Wedding Woes

There's a a tactful way to tell Ronda to cool it.

Dear Prudence,

Before I met and married my current wonderful husband, I was with a violently abusive man whom I married at 21 and finally found the courage to divorce at 25. My husband is the only person who knows I’m still in therapy for PTSD. He is very close to his brother “Will.” They are both gentle and somewhat awkward, but unlike my husband, Will had never had a serious relationship before he got with “Ronda.” We’re both very happy for him. But my husband naturally wants to continue hanging out with Will multiple times a week, and Will and Ronda are now a package deal. Ronda is very loud, over-the-top, and outspoken, which would not be so bad, except Every. Single. Time. anyone mentions an everyday annoyance, or tells a story in which someone can be seen as behaving badly, Ronda goes “BOOOOSH!” or “KA-POWWW!” and slams a fist into her palm or punches some nearby object, with the obvious implication that the person in question needs a punch.

I find this triggering: Not only the physical motions and sounds, but the expressed and unchallenged idea that anyone deserves to be physically hit for annoying or holding an opinion the hitter disagrees with. But if I try to hint that that’s going a bit far, she brushes me off, saying “I’m just kidding” and acting like I’m being a stick-in-the-mud. I’m reluctant to talk to her about my abuse and PTSD, because Ronda is not only the type of person who’d demand why I didn’t just hit back (um, because I’d be dead), but the type to broadcast it to the world. Is there any alternative to trying to get my husband to hang out less with Will, or finding errands I have to go do by myself every time the three of them get together?

— Hold the Punch, Please

Re: There's a a tactful way to tell Ronda to cool it.

  • There's absolutely a way to tell Rhonda to chill out with that stuff without having to divulge everything that happened to you. 
  • You can simply tell Rhonda that you aren't finding it OK for every solution to be someone needing violence to solve the problem. 

    Don't expect it to go well but you shouldn't have to be OK with someone "joking" about being violent. 
  • The LW definitely shouldn't tell Rhonda about their past, especially since it's not something they've disclosed to anyone except their husband.

    But they really don't have to.  It should be enough to tell Rhonda they find the sound and action of a punch to be unsettling and startling.  And that, while they know Rhonda is joking, they are also uncomfortable with jokes implying violence is the answer.  I'd probably add, "I know you think it's silly, but it really does bother me.  Can you please stop doing it when you are around me?  I would really appreciate it."
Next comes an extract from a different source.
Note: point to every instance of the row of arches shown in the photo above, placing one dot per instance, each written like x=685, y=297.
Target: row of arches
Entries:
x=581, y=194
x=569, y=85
    With statements like that, the LW is already acknowledging what Rhonda counters back and answers it.  If that still doesn't work, it's time to talk to the H about limiting their time with this couple or at least the LW limiting her time.  
    Wedding Countdown Ticker
  • I think LW should bring this up in therapy.
    Their therapist might be able to find a way for LW to word it without detail but getting the point. That way therapist can also know what's happening.
  • Ronda sounds super annoying in general.  I think it's weird that H still wants to hang out with his brother multiple times a week (maybe we're just not that family....) but i'd ask him to hang out with them less frequently or hang out at bro/ronda's so LW doesn't always have to see her.